FDA Issues Historic Proposed Rule and Draft Guidance on Drug Importation

December 20, 2019

On December 18, 2019, in a reversal of historic and substantive reservations,[1] the U.S. Food and Drug Administration (FDA or Agency) issued a notice of proposed rulemaking (Proposed Rule) that, if finalized, would allow for the importation of certain prescription drugs from Canada.[2]  FDA also issued a draft guidance that offers a second pathway for the importation of drugs into the United States through manufacturer importation of drugs, including biological products, from abroad.[3]

The Proposed Rule is the first step in implementing a provision of federal law that permits the importation of certain prescription drugs from Canada under specific conditions.[4]  Section 804 of the Federal Food, Drug, and Cosmetic Act (FFDCA) requires the Secretary of Health and Human Services (HHS), after consultation with the U.S. Trade Representative and the Commissioner of Customs, to issue regulations permitting such importation. The FDA is proposing to amend and expand its regulations to implement sections 804(b) through (h), and cites to section 804 as well as its broad drug authorities in Title V of the FFDCA as the statutory basis for this rulemaking.

For section 804 of the FFDCA to become effective, the Secretary of HHS must certify that its implementation will “pose no additional risk to the public’s health and safety,” and that it will “result in a significant reduction in the cost of covered products to the American consumer.” FDA stated that the Secretary would make this certification to Congress upon issuance of a final rule based on this proposal. 

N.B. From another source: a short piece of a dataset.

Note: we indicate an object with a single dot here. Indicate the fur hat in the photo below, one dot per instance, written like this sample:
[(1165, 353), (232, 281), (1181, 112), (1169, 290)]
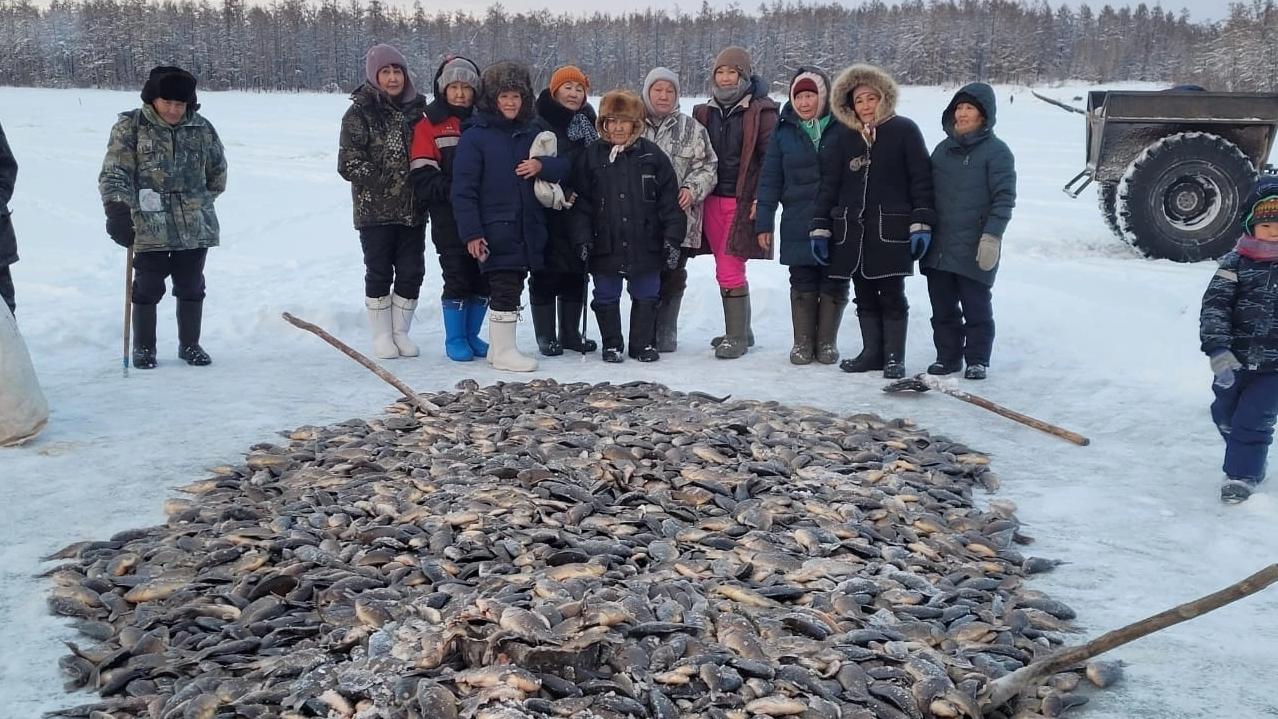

Highlights of Proposed Rule

Under the Proposed Rule:

  • FDA would review and authorize time-limited Section 804 Importation Programs (SIPs) managed by "States or certain other non-federal governmental entities." A SIP could be co-sponsored by a pharmacist, a wholesaler, or another state or non-federal governmental entity.
  • Once approved, a SIP would manage the importation of certain prescription drugs that are approved in Canada and also meet the conditions in an FDA-approved drug application. SIPs would be authorized by FDA in two-year increments, with the possibility of extensions for additional two-year periods.
  • Under a SIP, the supply chain for each drug would be limited to three entities: one manufacturer, one Foreign Seller, and one Importer. An eligible prescription drug would need to be sold by the manufacturer directly to a Canadian Foreign Seller. FDA has determined that this requirement is critical because the Agency would generally not possess information needed to trace drug products labeled for the Canadian market back to the original manufacturer. A Foreign Seller would then ship the drug directly to the Importer in the United States.
    • The pharmacist or wholesaler Importer would be broadly responsible for assuring imported drugs are not adulterated or counterfeit; each shipment of which is tested by a qualifying laboratory for authenticity and degradation; and are relabeled with FDA-approved labeling; and complies with requirements of the Drug Supply Chain Security Act (DSCSA).
    • The Foreign Seller would be required to have a wholesaler license with Health Canada, and buy eligible prescription drugs directly from the manufacturers and then sell them directly to the importer.
  • Several categories of drug products would be exempt from importation, consistent with section 804(a)(3), including controlled substances, biological products, infused drugs, intravenously injected drugs, and drugs inhaled during surgery.FDA will also determine whether additional drug products "can be imported safely in the context of a specific SIP Proposal on a product-by-product basis", including but not limited to dry powder inhalers, metered-dose inhalers, inhaled drugs; sterile drugs and drugs with boxed warnings or special storage conditions.
  • Eligible prescription drugs would generally need to (1) be in compliance with labeling requirements under the FDCA, (2) include the US-approved labeling, (3) be relabeled with new information, and (4) be listed by the importer pursuant to FDA’s establishment registration and listing requirements.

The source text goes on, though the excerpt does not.